Ending our meal with Chicory ice cream. whisky DYC. pine nuts and Magic pumpkin. Both are desserts which are really unique to me as I’ve not had desserts made with ingredients such as chicory and pumpkin. I particularly enjoyed the chicory ice cream with whisky dessert as the flavours complement each other perfectly.
Ordered a cafe con leche to go with the Floron (fried rosette). I read that the fried rosette originated from Scandinavian region; made using a decorative iron mold which was dipped into a thin batter then lowered into hot oil, resulting in the crisp and beautiful cookie.
The meal at Restaurante Villena was a wonderful way to end our short but fulfiling trip to Segovia. The overall dining experience was intimate and engaging as there were several dishes served at the table-side by Chef. Chef Ruben made us felt very welcomed and comfortable as he was the first Spaniard whom we held the longest conversation with in English! When we first arrived in Madrid, we felt “handicapped” that we couldn’t speak Spanish as most of the Madrilenos are either non-English speaking or seemed to lack confidence in speaking English – even at the touristy eateries. But they will flash a big smile whenever I used the magic phrase “Me gusta” (English means: I like it) to show my appreciation of the nice dishes I’ve eaten.
Admittedly I enjoyed myself more in charming Segovia than Madrid. Just look at the number of photos I took in the ancient city!
Other Photos taken:
Iconic Aquaduct in Segovia.
Segovia is a relatively small town, although most sights are within walking distance it usually involves walking up-slopes.
Casa de los Picos House which has its facade covered entirely by granite blocks carved into pyramid-shaped reliefs.
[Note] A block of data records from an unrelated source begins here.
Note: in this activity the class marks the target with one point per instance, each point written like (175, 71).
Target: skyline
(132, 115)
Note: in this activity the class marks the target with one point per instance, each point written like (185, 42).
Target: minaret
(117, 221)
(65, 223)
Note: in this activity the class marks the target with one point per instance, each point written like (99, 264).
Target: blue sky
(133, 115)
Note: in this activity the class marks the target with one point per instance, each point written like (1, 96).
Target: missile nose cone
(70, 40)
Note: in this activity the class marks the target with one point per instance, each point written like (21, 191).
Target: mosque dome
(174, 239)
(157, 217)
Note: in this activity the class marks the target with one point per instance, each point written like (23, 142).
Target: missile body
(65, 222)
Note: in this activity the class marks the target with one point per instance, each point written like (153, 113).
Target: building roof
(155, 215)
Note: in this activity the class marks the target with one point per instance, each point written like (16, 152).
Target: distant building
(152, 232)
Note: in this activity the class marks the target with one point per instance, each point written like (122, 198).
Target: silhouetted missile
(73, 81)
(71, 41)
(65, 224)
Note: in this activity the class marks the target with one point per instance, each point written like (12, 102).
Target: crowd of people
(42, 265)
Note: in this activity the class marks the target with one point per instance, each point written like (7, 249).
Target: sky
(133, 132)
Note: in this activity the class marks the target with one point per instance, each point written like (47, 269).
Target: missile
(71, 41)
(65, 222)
I wondered if the architect who designed Esplande in Singapore got his inspiration from this house?
Segovia Cathedral Gothic-style, Roman Catholic cathedral, has hallways which somewhat reminded me of scenes from Harry Potter movie?
Segovia city walls which begin and end at the Alcazar and stretch to a length of 3km.
Sakura blossoms(?) in The Poet’s Garden next to Alcazar.
After walking pass the Santiago Gate, we took a small trail next to the river in search of a good photospot of the Alcazar. It is easier to reach the photospot if you are driving cos it’s just by the roadside and even has a parking bay.
This seems to the be same angle which was often used to cite the Alcazar as being inspiration to one of Disney Princesses’ castle.